Sus labios se separaron, su respiración volviéndose irregular y superficial.

Debía parecer un pez arrojado a tierra seca, jadeando desesperadamente.

Esto—esto no era lo que esperaba de Daniel.

No su preocupación.

No su cruda honestidad.

Pero tampoco podía negar la verdad.

Él había venido por ella, había eliminado el video, y ahora la sostenía como si soltarla ya no fuera una opción.

Justo cuando la tensión entre ellos se sentía insoportablemente espesa, la salvación—o quizás otra complicación—interrumpió.

Ambos teléfonos sonaron al mismo tiempo.

—¿Eh?

—Anna parpadeó hacia Daniel, quien la miró con igual confusión.

Aprovechando el momento, se escabulló de su regazo y volvió a su asiento, buscando torpemente su teléfono.

Su corazón se hundió cuando vio la identificación de la llamada—Ethan.

Daniel, mientras tanto, respondió su propia llamada.

Su voz era cortante.

—Sí, Henry.

—Una pausa.

Su ceño se frunció—.

¿Dejaste claro por qué retiramos nuestra financiación de la academia?

Los oídos de Anna se aguzaron al oír la palabra academia.

Su agarre se tensó en el teléfono, pero la llamada de Ethan seguía sonando insistentemente hasta que finalmente presionó aceptar.

—¿H-Hola?

—Su voz era pequeña, vacilante.

—Anna —el tono de Ethan era afilado, casi incrédulo—.

¿Es cierto?

¿Te peleaste con universitarios?

Su sangre se heló.

—¿C-cómo supiste…?

—Lanzó una mirada furtiva a Daniel, quien seguía concentrado en su propia conversación.

Un destello de alivio apareció brevemente.

—El video estaba en línea antes de que lo bajaran —respondió Ethan sombríamente.

Los hombros de Anna se hundieron de alivio.

Así que Daniel realmente se había deshecho de él.

Una sonrisa temblorosa tiró de sus labios.

—No es nada, jaja —rio torpemente.

Frente a ella, Daniel terminó su llamada y giró la cabeza.

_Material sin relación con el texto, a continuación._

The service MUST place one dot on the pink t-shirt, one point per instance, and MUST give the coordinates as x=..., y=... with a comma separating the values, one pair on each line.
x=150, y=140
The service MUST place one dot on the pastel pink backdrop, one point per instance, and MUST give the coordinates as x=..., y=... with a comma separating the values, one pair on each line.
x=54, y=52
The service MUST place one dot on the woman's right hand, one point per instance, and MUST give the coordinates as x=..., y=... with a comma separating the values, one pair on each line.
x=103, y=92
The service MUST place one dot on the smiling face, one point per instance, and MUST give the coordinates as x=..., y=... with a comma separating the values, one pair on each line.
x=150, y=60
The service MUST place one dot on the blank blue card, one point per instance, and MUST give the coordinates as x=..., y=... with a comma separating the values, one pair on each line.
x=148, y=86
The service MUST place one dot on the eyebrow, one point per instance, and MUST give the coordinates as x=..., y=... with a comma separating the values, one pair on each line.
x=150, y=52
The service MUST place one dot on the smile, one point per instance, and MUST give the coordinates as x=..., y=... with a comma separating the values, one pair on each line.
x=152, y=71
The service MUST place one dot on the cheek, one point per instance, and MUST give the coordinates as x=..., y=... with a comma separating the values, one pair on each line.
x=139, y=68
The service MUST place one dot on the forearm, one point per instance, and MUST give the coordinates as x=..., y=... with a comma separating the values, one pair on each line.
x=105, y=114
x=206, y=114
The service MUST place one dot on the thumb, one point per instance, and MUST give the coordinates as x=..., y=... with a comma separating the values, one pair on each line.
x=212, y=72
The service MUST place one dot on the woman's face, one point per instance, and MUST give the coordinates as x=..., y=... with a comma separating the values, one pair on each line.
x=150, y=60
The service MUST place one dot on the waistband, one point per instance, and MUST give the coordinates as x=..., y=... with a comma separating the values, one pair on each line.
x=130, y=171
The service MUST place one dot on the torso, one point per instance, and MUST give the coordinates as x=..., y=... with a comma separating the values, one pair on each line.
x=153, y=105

Su mirada, afilada y cortante, la clavó en medio de su risa.

Su sonrisa desapareció al instante.

Ethan dudó al otro lado de la línea, claramente no convencido.

—Anna…

¿estás segura de que todo está bien?

—¡Sí, por supuesto!

Estoy genial.

De verdad.

—Su risa salió forzada, frágil.

«¿Por qué no termina la llamada de una vez?»
—Te llamaré más tarde, Ethan.

Estoy ocupada ahora.

—Antes de que pudiera responder, colgó, deslizando el teléfono de vuelta a su regazo.

Pero el aire en el automóvil cambió, volviéndose pesado, sofocante.

—Pareces —la voz de Daniel cortó como una navaja, profunda y fría—, bastante cercana a Ethan Helmsworth.

Los labios de Anna temblaron.

Se forzó a reír nerviosamente.

—Jeje, no…

quiero decir, sí.

Era mi superior en la escuela.

No era mentira, pero cuando se atrevió a mirar hacia arriba, la oscura e inquebrantable mirada de Daniel seguía fija en ella, ilegible.

Su garganta se secó mientras tragaba con dificultad.

«¿Me creyó o no?», se preguntó Anna, con el corazón inquieto.

Pero entonces la mano de Daniel se movió, rozando ligeramente su rostro mientras colocaba un mechón suelto de cabello detrás de su oreja.

El simple toque hizo que sus mejillas se sonrojaran, su pecho tensándose de formas que no podía explicar.

—Háblame de ti —dijo repentinamente, su voz firme, su mirada inquebrantable—.

¿Cómo eras de niña?

La pregunta tomó a Anna por sorpresa.

Por un momento, solo pudo mirarlo, aturdida por la gentileza detrás de las palabras.

No había burla, ni filo oculto—solo sinceridad.

Y eso era exactamente por lo que se sentía cautelosa.

Su infancia no era algo que le gustara recordar.

No había historias entrañables para compartir, ni calidez de la cual rescatar.

Solo sombras.

¿Qué podía decir—que siempre había sido considerada de segunda categoría?

¿Que a pesar de la riqueza de su padre, él nunca la había protegido del ridículo, los susurros o el interminable acoso?

¿Que sus padres habían estado tan ciegos a su dolor que ni siquiera notaron cómo la ansiedad la había carcomido durante años—hasta que finalmente la casaron con Daniel, como si deshacerse de ella fuera más fácil que enfrentarla?

Sus labios se separaron, y luego se cerraron de nuevo.

Las palabras ardían en su garganta, pero su corazón retrocedía ante la idea de dejarlas salir.